Kernelized Hashcode Representations for Relation Extraction
This work addresses computational bottlenecks for researchers and practitioners in NLP, particularly in biomedical relation extraction, by enabling faster and more accurate classification with general methods, though it builds incrementally on existing KLSH techniques.
The paper tackled the scalability problem of kernel methods in relation extraction by proposing random subspaces of kernelized locality-sensitive hashing (KLSH) codes for efficient explicit representations, resulting in significant accuracy improvements and orders-of-magnitude speedup compared to state-of-the-art kernel methods.

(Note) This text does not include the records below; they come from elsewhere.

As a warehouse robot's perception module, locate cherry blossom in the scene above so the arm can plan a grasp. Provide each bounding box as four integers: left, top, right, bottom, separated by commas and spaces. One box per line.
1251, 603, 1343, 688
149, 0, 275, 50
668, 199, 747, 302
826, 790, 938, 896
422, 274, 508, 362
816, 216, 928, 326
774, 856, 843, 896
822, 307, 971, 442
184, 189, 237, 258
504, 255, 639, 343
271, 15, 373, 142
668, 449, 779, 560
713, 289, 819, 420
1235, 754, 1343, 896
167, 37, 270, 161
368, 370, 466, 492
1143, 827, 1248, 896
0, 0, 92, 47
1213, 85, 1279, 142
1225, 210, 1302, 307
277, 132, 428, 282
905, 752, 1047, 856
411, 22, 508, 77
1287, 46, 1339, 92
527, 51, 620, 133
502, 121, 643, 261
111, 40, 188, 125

Kernel methods have produced state-of-the-art results for a number of NLP tasks such as relation extraction, but suffer from poor scalability due to the high cost of computing kernel similarities between natural language structures. A recently proposed technique, kernelized locality-sensitive hashing (KLSH), can significantly reduce the computational cost, but is only applicable to classifiers operating on kNN graphs. Here we propose to use random subspaces of KLSH codes for efficiently constructing an explicit representation of NLP structures suitable for general classification methods. Further, we propose an approach for optimizing the KLSH model for classification problems by maximizing an approximation of mutual information between the KLSH codes (feature vectors) and the class labels. We evaluate the proposed approach on biomedical relation extraction datasets, and observe significant and robust improvements in accuracy w.r.t. state-of-the-art classifiers, along with drastic (orders-of-magnitude) speedup compared to conventional kernel methods.